I’m sitting in a different car than any other I’ve ever sat. The cabin feels airy but cramped. I’m sitting upright and my feet angle in toward the center, pressing each floor-hinged pedal gingerly.

We leave town heading south for a twisty road. The map say County Road R, but the signs say G. We follow them anyway. My new wife is riding shotgun, and the 911’s owner is in chase in my 944 behind, so I take every corner with caution remembering every review I’ve read that says the rear can step out if you’re not smart. I am not very smart.

Looking out the windshield of a 911 is like staring down the barrel of a handgun. Each headlight hump is part of the sights aiming the car down the road.

This road is fantastic. It follows Lake Michigan’s Green Bay south out of Egg Harbor. It winds around while the lake twinkles in the sunset off to the right. Mansions set back from the road line the left. Sunlight sparkles the road through the leaves. Light, dark. Light, dark. I can’t decide if I want my Wayfarers on or off. It’s an essential question in this car. I leave them on.

Each corner teases me to test the 911’s limits, but I’m conscious of my own lack of skill. Ignore the price; just drive the car, I tell myself. But the price is difficult to ignore, even for the owner.

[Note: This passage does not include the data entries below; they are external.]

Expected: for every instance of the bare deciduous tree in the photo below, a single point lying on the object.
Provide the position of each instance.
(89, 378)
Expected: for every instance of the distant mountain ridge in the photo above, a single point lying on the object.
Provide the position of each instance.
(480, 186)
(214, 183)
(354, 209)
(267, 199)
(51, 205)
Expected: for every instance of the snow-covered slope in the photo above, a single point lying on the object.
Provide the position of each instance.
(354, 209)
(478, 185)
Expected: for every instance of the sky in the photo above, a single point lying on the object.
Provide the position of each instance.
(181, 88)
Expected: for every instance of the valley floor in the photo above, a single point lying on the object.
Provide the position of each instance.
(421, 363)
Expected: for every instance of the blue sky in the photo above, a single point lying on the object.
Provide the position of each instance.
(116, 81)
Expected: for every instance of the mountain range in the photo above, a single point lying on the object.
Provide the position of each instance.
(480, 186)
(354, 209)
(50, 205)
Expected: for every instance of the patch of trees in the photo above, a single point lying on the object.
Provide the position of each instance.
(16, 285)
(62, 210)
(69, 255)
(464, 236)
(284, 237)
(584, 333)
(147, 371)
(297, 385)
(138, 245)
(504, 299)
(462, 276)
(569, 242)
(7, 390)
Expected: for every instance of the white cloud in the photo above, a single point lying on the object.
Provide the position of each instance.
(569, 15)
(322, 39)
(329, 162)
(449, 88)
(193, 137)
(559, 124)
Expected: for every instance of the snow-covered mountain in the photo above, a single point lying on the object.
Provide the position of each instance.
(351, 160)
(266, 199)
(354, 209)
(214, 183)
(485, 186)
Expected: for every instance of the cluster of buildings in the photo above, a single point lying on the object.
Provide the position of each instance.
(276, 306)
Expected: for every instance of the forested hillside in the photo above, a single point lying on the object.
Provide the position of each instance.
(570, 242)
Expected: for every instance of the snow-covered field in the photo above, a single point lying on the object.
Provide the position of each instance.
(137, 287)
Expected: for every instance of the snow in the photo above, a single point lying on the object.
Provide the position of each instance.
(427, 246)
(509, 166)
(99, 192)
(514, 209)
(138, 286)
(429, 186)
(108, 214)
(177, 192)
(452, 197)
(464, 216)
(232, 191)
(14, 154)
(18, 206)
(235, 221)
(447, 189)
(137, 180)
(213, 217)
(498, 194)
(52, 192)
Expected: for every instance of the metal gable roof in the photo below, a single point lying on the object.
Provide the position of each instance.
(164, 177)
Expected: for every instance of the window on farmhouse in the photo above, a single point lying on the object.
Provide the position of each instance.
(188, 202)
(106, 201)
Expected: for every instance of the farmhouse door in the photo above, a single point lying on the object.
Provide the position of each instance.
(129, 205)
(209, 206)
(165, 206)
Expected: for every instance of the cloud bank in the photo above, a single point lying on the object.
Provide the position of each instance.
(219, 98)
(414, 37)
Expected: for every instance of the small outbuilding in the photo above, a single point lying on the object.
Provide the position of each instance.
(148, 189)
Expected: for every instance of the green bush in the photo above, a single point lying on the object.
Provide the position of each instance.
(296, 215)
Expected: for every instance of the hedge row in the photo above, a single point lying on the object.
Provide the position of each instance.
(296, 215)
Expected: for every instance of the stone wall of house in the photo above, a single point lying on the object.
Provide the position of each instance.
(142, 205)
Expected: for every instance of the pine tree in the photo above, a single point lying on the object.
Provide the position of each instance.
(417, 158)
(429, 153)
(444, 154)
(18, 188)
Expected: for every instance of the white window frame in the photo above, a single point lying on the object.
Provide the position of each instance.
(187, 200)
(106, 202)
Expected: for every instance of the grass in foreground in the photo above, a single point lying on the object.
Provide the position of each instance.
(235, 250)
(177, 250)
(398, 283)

The flat six revs weightlessly under throttle stabs. I click it down to second, jam the right pedal. It scoops you up, then sprints to redline. On intuition only, I change gear precisely when need to. Each and every time. The H-pattern feels tilted toward the driver instead of straight on, but it’s advantageous.

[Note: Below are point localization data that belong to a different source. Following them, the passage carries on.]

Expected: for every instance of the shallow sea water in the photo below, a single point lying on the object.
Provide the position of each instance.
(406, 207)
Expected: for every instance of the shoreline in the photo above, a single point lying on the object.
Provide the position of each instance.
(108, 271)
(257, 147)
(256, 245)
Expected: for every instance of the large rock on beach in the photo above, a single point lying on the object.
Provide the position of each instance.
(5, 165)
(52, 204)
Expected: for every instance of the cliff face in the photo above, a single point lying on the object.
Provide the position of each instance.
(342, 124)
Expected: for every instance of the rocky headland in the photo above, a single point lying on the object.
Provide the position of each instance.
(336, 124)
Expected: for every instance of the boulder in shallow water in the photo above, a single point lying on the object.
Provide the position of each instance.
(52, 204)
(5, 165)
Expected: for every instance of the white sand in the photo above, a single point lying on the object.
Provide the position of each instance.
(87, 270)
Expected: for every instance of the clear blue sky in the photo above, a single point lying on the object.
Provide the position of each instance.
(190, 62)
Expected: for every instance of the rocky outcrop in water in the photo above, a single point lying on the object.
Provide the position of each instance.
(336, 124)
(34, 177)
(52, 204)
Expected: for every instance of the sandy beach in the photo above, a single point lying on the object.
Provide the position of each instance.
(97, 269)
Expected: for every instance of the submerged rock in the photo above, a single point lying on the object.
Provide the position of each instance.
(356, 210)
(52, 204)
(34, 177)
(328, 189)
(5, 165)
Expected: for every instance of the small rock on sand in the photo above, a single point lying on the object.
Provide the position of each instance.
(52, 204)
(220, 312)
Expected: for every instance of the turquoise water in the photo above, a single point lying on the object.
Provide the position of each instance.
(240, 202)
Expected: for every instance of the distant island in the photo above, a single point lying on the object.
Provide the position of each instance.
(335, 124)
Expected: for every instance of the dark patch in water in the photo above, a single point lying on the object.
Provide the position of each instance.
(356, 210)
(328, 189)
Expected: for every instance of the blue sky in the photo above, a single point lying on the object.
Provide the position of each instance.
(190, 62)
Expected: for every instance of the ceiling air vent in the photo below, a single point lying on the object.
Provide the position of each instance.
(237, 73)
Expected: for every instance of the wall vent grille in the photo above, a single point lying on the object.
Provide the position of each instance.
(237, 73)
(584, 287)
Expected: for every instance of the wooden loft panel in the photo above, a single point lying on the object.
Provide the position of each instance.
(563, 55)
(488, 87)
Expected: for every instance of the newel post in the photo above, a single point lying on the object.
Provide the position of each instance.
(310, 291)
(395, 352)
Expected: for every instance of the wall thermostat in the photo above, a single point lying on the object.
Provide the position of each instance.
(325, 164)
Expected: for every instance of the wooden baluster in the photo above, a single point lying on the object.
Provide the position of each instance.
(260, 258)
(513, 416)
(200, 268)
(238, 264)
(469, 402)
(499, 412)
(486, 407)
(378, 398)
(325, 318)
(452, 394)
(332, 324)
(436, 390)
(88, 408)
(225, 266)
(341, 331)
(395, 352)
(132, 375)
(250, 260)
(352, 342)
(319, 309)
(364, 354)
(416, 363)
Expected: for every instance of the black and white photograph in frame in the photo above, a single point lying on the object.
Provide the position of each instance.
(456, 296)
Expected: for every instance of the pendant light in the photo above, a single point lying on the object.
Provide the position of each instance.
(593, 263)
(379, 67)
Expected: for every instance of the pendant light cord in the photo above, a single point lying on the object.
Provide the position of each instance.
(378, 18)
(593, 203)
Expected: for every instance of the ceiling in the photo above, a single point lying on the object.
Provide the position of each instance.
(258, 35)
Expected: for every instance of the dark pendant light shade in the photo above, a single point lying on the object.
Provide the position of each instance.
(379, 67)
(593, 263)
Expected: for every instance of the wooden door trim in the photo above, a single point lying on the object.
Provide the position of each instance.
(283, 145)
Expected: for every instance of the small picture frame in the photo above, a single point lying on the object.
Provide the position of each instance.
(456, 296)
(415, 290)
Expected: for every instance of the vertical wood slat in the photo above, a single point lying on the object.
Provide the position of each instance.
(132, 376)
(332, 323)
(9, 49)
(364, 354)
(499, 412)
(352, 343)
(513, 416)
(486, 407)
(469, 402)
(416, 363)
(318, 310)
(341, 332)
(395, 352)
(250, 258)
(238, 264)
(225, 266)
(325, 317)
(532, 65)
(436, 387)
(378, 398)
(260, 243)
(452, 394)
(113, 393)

Whhhrrooooo-aaaaaarhhhhhh!!! Wind it out. It has power, but you use it all. It isn’t intimidating, but looming behind a docile front is a car you can feel has a hit list.

The wheel tingles like everyone says. When I take my hand off the wheel I can still feel a phantom jitter. I grin.

After too few miles we find a boat launch parking lot and pull off into it. I get out and say, “This is everything anyone has ever said about it.”